Pilgrim’s Pride Corp., the second-largest U.S. poultry producer, reported on Oct. 28 a third consecutive quarterly loss, citing higher grain costs. Tyson Foods Inc. (TSN), based in Springdale, Arkansas, and the largest U.S. meat processor, said in September it paid about $250 million more for grain and feed in its fiscal third quarter that ended July 2.
Gains in corn prices may be curbed should livestock farmers use the slump in wheat to add more of that grain to their feed. Wheat-feed use will rise more than 9 percent to 124.2 million tons this marketing year, the most in about two decades, the London-based International Grains Council estimates.
“Wheat is a constant drag on the corn market,” said Dale Durchholz, a senior market analyst at AgriVisor LLC, a consultant in Bloomington, Illinois. “The wheat carryout we’re dealing with right now isn’t burdensome, but it’s more than comfortable.”
Global wheat production may rise by 5.1 percent to 681.2 million tons this year, the third-biggest crop since at least 1960, the USDA estimated in October. The IGC expects 684 million tons and the UN’s Food & Agriculture Organization 691 million tons.
Agricultural demand may also be weaker than expected should economies keep slowing. Corn demand rose 1.1 percent in 2009, the least in six years, as nations contended with the worst global recession since World War II, USDA data show. Soybean use fell 3.9 percent that year, the most since 1984, and wheat consumption retreated 0.7 percent in 2008, the most in four years, according to the USDA.
The global economy will expand 4 percent next year, unchanged from this year, the International Monetary Fund forecast in September. The Washington-based group cut its 2012 prediction by 0.5 percentage point.

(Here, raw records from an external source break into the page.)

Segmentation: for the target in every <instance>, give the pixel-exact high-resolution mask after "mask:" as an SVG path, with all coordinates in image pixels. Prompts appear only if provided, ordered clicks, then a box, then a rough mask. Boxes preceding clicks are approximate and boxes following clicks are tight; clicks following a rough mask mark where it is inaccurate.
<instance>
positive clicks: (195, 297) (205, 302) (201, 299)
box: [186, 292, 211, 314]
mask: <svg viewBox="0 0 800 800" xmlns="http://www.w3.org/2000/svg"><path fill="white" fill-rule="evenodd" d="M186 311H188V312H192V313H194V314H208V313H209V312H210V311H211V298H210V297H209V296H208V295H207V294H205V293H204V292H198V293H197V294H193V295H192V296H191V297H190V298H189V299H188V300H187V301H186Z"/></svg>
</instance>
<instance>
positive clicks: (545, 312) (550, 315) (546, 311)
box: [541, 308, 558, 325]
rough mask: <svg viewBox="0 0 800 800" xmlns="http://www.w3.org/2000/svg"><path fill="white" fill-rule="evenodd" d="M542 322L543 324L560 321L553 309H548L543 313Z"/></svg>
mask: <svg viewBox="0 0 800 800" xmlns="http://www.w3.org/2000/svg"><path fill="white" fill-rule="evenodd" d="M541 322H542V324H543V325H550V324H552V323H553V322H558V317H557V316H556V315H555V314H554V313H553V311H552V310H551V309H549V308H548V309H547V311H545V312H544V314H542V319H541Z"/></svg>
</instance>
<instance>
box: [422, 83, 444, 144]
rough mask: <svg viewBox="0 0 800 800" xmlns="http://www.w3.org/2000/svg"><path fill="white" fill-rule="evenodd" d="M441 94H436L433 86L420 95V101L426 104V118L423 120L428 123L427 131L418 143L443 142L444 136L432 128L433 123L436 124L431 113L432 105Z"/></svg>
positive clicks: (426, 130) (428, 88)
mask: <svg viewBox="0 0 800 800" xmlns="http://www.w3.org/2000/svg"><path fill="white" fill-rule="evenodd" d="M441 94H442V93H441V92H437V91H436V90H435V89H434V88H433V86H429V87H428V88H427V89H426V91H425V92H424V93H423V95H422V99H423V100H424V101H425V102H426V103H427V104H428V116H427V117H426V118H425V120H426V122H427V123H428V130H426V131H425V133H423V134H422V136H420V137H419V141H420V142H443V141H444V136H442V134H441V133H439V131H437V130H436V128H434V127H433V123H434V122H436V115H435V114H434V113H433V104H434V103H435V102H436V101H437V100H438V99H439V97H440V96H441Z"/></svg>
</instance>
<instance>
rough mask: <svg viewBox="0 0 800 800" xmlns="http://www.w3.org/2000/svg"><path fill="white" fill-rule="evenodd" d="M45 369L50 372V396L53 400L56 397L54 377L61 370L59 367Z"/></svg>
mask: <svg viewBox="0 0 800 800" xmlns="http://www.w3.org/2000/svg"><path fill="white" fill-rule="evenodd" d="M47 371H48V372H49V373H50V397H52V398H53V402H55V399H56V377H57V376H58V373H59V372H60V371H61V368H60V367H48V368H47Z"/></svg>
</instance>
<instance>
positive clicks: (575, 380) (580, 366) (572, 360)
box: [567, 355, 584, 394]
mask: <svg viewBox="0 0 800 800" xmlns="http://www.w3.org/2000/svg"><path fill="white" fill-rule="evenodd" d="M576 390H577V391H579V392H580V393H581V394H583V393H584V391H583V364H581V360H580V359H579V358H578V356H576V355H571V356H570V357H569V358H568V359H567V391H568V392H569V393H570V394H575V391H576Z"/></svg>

The economy in China, accounting for almost 22 percent of global corn consumption, will expand 9 percent next year, the IMF estimates. Global corn usage will gain 2.4 percent to 863 million tons in the 12 months ending in June, the IGC said Oct. 27, raising its forecast by 10 million tons. Wheat consumption will advance 3.4 percent to 677 million tons, the group said.
U.S. demand for corn used to make ethanol may exceed feed use for the second straight year in 2012, the USDA estimates. Refiners will buy 5 billion bushels (127 million tons) in the 12 months ending in August, and livestock farmers 4.7 billion bushels, the USDA said in a report Oct. 12.

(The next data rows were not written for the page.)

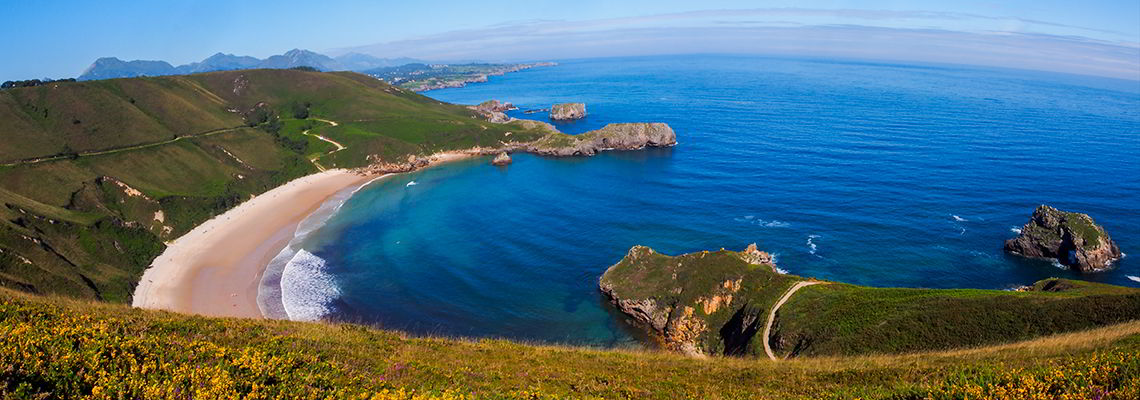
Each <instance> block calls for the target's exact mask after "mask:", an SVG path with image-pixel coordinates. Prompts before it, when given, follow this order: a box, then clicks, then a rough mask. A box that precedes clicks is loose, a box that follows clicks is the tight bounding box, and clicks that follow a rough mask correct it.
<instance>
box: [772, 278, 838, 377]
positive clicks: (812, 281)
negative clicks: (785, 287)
mask: <svg viewBox="0 0 1140 400" xmlns="http://www.w3.org/2000/svg"><path fill="white" fill-rule="evenodd" d="M820 284H824V283H823V281H819V280H804V281H799V283H796V285H792V286H791V288H789V289H788V292H787V293H784V295H783V297H780V301H777V302H776V303H775V305H772V311H768V323H767V324H765V325H764V352H765V353H768V358H769V359H772V360H775V361H779V360H782V358H779V357H776V354H775V353H773V352H772V345H769V344H768V340H769V338H771V337H772V323H773V321H775V319H776V311H779V310H780V307H781V305H783V303H784V302H787V301H788V299H791V295H792V294H796V291H799V289H800V288H803V287H804V286H812V285H820Z"/></svg>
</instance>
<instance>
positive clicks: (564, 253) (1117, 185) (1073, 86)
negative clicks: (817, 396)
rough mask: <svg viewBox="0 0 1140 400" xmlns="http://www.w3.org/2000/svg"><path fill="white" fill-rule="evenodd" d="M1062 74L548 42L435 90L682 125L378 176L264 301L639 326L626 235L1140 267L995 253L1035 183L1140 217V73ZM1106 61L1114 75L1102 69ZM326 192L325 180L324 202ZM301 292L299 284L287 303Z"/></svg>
mask: <svg viewBox="0 0 1140 400" xmlns="http://www.w3.org/2000/svg"><path fill="white" fill-rule="evenodd" d="M1129 82H1131V81H1115V80H1106V79H1090V77H1082V76H1072V75H1061V74H1048V73H1040V74H1029V75H1025V74H1018V73H1015V72H1011V71H1004V70H992V68H970V67H953V66H929V65H901V64H888V63H865V62H840V60H819V59H784V58H772V57H755V56H668V57H634V58H600V59H581V60H568V62H561V63H560V65H557V66H554V67H543V68H534V70H528V71H523V72H518V73H512V74H507V75H504V76H494V77H492V79H491V80H490V81H489V82H487V83H478V84H470V85H467V87H465V88H457V89H443V90H433V91H429V92H426V93H425V95H427V96H429V97H432V98H435V99H439V100H441V101H448V103H455V104H478V103H481V101H483V100H488V99H499V100H503V101H510V103H512V104H514V105H516V106H518V107H519V108H520V109H518V111H513V112H508V115H511V116H513V117H519V119H534V120H540V121H545V120H546V119H545V117H546V114H544V113H536V114H526V113H524V112H526V111H528V109H538V108H547V107H549V105H552V104H555V103H570V101H576V103H585V104H586V105H587V112H588V116H587V117H586V119H584V120H580V121H576V122H570V123H555V125H556V126H557V128H559V129H560V130H562V131H564V132H568V133H581V132H586V131H589V130H594V129H598V128H602V126H604V125H605V124H609V123H618V122H665V123H668V124H669V125H670V126H673V129H674V130H675V131H676V132H677V139H678V145H677V146H676V147H670V148H651V149H645V150H638V152H605V153H602V154H600V155H597V156H594V157H573V158H549V157H543V156H536V155H530V154H515V155H513V157H514V163H512V164H511V165H510V166H506V168H495V166H490V165H488V162H489V158H487V157H482V158H473V160H467V161H461V162H456V163H450V164H445V165H440V166H434V168H431V169H427V170H423V171H417V172H413V173H405V174H397V175H392V177H388V178H384V179H378V180H376V181H374V182H372V183H369V185H367V186H366V187H364V188H361V189H360V190H358V191H355V193H345V194H342V195H339V196H337V197H336V198H334V199H333V201H331V202H329V203H327V204H326V206H327V207H325V209H324V210H323V211H319V212H318V213H317V214H315V215H314V217H311V218H310V220H311V221H307V222H306V223H303V225H302V226H303V227H304V229H300V230H299V236H298V237H296V238H295V239H294V243H293V244H291V245H290V247H287V248H286V252H287V253H286V252H283V254H282V255H279V256H278V259H277V260H275V263H271V264H270V268H269V270H268V271H267V274H266V279H264V280H263V283H262V291H263V292H264V291H274V289H279V291H282V292H280V297H282V303H283V305H284V309H282V310H276V311H274V312H271V313H270V316H271V317H282V318H285V317H287V318H291V319H306V320H311V319H327V320H339V321H353V323H363V324H369V325H375V326H380V327H383V328H391V329H399V330H405V332H409V333H412V334H418V335H443V336H470V337H508V338H515V340H526V341H537V342H545V343H569V344H584V345H597V346H637V345H641V344H642V343H644V342H645V341H644V340H642V338H640V337H638V336H640V335H641V334H640V333H638V332H640V330H638V329H635V328H633V327H632V326H629V325H628V324H627V323H626V318H625V317H622V316H621V315H620V313H618V312H616V311H614V310H613V309H612V308H611V307H610V305H609V303H608V301H606V300H605V299H604V297H603V296H602V294H601V293H600V292H598V291H597V278H598V277H600V276H601V274H602V272H603V271H604V270H605V269H606V268H608V267H609V266H611V264H613V263H616V262H618V261H619V260H620V259H621V258H622V256H624V255H625V254H626V252H627V251H628V250H629V247H632V246H634V245H648V246H650V247H652V248H654V250H657V251H659V252H661V253H666V254H681V253H687V252H694V251H703V250H710V251H711V250H718V248H722V247H723V248H728V250H741V248H743V247H744V246H747V245H748V244H750V243H757V244H758V246H759V248H760V250H764V251H767V252H771V253H772V254H773V255H774V258H775V261H776V263H777V264H779V267H780V268H781V270H782V271H784V272H787V274H792V275H799V276H804V277H813V278H817V279H828V280H837V281H844V283H850V284H857V285H868V286H878V287H929V288H988V289H1011V288H1016V287H1018V286H1021V285H1027V284H1032V283H1033V281H1036V280H1040V279H1044V278H1049V277H1066V278H1080V279H1084V280H1092V281H1101V283H1109V284H1115V285H1123V286H1133V287H1135V286H1140V278H1138V277H1140V264H1138V263H1137V262H1135V261H1133V260H1132V258H1129V256H1125V258H1124V259H1122V260H1121V261H1118V262H1117V263H1116V266H1115V268H1114V269H1112V270H1108V271H1104V272H1096V274H1077V272H1074V271H1070V270H1067V269H1065V268H1062V267H1060V266H1059V264H1056V263H1051V262H1048V261H1040V260H1026V259H1023V258H1018V256H1013V255H1009V254H1005V253H1004V252H1003V251H1002V242H1003V240H1004V239H1008V238H1011V237H1013V236H1016V230H1017V229H1018V228H1020V227H1021V226H1023V225H1024V223H1025V222H1026V221H1027V219H1028V217H1029V214H1031V213H1032V211H1033V209H1034V207H1036V206H1037V205H1039V204H1049V205H1052V206H1057V207H1059V209H1061V210H1067V211H1077V212H1083V213H1088V214H1090V215H1092V217H1093V218H1094V219H1096V220H1097V222H1098V223H1100V225H1102V226H1104V227H1105V229H1106V230H1107V231H1108V232H1109V235H1112V236H1113V238H1114V239H1115V240H1116V242H1117V243H1118V244H1121V247H1122V251H1123V252H1124V253H1125V254H1127V253H1132V251H1134V248H1132V247H1131V245H1130V244H1134V243H1138V240H1140V228H1138V227H1140V202H1138V199H1140V180H1137V179H1135V178H1134V177H1140V163H1138V160H1140V157H1138V156H1140V92H1135V91H1132V89H1134V88H1133V87H1131V85H1129V84H1126V83H1129ZM1115 83H1119V84H1122V87H1119V88H1115V87H1114V84H1115ZM334 202H335V203H334ZM290 304H292V305H290Z"/></svg>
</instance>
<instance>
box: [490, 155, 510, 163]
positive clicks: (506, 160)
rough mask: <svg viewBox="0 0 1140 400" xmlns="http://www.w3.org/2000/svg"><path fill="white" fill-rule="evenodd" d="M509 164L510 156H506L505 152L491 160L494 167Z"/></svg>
mask: <svg viewBox="0 0 1140 400" xmlns="http://www.w3.org/2000/svg"><path fill="white" fill-rule="evenodd" d="M510 163H511V155H510V154H506V152H503V153H499V154H498V155H497V156H495V160H491V165H495V166H505V165H507V164H510Z"/></svg>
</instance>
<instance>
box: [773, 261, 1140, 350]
mask: <svg viewBox="0 0 1140 400" xmlns="http://www.w3.org/2000/svg"><path fill="white" fill-rule="evenodd" d="M1049 281H1060V283H1064V284H1065V285H1066V286H1072V288H1068V289H1066V291H1064V292H1056V293H1055V292H1039V291H1033V292H1008V291H982V289H920V288H879V287H864V286H855V285H846V284H830V285H816V286H808V287H805V288H803V289H800V291H799V292H797V293H796V295H793V296H792V297H791V299H790V300H789V301H788V303H785V304H784V305H783V308H781V309H780V312H779V316H777V324H776V326H777V328H776V329H775V332H776V334H775V335H779V336H780V338H782V340H783V341H782V344H783V345H782V348H783V349H781V350H783V353H788V352H798V353H799V354H864V353H897V352H910V351H921V350H931V349H952V348H963V346H974V345H985V344H995V343H1005V342H1012V341H1020V340H1028V338H1032V337H1039V336H1042V335H1049V334H1055V333H1061V332H1073V330H1080V329H1088V328H1091V327H1097V326H1105V325H1110V324H1116V323H1121V321H1127V320H1134V319H1138V318H1140V291H1138V289H1134V288H1127V287H1121V286H1110V285H1102V284H1093V283H1086V281H1078V280H1068V279H1047V280H1042V281H1040V283H1037V284H1036V285H1035V286H1037V287H1039V288H1040V287H1041V286H1044V285H1045V284H1047V283H1049ZM793 349H795V350H793Z"/></svg>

Refiners are buying more corn as profit margins last week widened to the most in a year, data compiled by Bloomberg show. Gasoline futures rallied 26 percent in the past year on the New York Mercantile Exchange, boosting the competitiveness of ethanol.

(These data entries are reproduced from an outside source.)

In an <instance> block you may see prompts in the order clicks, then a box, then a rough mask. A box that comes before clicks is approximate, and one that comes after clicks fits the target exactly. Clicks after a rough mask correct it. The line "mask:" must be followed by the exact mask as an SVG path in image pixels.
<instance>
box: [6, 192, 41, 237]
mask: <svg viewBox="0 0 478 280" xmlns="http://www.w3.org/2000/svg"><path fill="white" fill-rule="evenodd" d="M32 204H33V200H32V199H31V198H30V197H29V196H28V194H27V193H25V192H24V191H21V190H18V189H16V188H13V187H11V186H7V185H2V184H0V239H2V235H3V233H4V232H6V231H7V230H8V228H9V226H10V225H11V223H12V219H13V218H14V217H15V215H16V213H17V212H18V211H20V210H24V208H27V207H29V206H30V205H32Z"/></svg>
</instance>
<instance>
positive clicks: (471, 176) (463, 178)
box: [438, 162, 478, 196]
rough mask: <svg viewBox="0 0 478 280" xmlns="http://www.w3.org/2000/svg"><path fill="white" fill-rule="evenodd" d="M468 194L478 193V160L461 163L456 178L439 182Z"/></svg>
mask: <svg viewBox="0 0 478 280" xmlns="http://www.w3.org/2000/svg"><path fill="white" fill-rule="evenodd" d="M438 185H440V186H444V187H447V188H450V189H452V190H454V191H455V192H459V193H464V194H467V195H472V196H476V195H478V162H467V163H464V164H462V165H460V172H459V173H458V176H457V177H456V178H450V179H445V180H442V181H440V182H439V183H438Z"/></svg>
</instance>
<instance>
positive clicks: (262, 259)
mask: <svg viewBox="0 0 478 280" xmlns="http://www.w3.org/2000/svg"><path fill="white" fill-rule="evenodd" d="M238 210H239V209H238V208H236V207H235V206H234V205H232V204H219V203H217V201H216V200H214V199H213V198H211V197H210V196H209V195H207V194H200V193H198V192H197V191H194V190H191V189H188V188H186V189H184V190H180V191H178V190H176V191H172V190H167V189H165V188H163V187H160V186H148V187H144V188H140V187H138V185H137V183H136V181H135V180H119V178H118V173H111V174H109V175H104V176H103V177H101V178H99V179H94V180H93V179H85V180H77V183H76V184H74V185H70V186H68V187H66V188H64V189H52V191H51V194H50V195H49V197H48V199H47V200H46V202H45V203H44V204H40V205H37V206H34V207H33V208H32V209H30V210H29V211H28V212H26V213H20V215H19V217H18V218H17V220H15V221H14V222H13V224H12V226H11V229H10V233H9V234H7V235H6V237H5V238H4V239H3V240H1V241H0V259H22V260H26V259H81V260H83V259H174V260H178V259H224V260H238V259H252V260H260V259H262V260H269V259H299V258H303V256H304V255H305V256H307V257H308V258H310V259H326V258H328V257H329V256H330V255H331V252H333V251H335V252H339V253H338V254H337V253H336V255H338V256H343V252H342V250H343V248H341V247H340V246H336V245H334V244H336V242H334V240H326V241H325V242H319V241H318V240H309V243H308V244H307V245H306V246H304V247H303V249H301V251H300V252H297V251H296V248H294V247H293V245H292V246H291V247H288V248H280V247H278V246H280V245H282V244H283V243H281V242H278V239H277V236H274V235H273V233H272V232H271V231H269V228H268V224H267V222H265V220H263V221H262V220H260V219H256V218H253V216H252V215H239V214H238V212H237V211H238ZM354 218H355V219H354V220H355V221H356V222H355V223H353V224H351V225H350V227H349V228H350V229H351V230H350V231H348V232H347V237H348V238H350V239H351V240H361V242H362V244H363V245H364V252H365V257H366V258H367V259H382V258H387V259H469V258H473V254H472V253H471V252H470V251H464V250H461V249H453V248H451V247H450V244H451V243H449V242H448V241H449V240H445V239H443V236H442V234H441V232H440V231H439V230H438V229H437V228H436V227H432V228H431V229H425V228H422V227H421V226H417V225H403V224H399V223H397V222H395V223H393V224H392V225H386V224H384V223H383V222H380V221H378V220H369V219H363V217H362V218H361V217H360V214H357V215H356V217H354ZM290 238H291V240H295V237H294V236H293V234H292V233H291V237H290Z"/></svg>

Corn for immediate delivery cost 18.2 cents a bushel more than futures last month in Decatur, Illinois, the highest October premium in at least four years, data compiled by Bloomberg show. The city is home to Archer Daniels Midland Co., the second-largest U.S. ethanol producer.
Pilgrim’s Pride reported a third-quarter loss of $162.5 million on Oct. 28 and said prices for feed ingredients remain volatile. There was “another structural shift” in corn prices this year that will persist through at least 2012, Tyson Foods President Donnie Smith told analysts on a conference call on Sept. 7.
Farmers contended with extreme growing conditions this season. Average temperatures in the Midwest were as much as 8 degrees Fahrenheit above normal in July, and some farms from Illinois to Indiana were the driest ever that month, according to Kyle Tapley, an agricultural meteorologist for Rockville, Maryland-based MDA Information Systems Inc.
Corn futures have averaged about $6.895 this year, more than twice the annual average of the past decade, and are heading for the costliest year on record. Soybeans averaged 76 percent more than the 10-year average and wheat 61 percent more.
“The situation is not going to be as dire as last year,” said Abdolreza Abbassian, a senior economist at the UN’s FAO in Rome. “On the one hand, there’s supply that has improved, but on the other hand, we have economic conditions that are not allowing for a very rapid increase in demand.”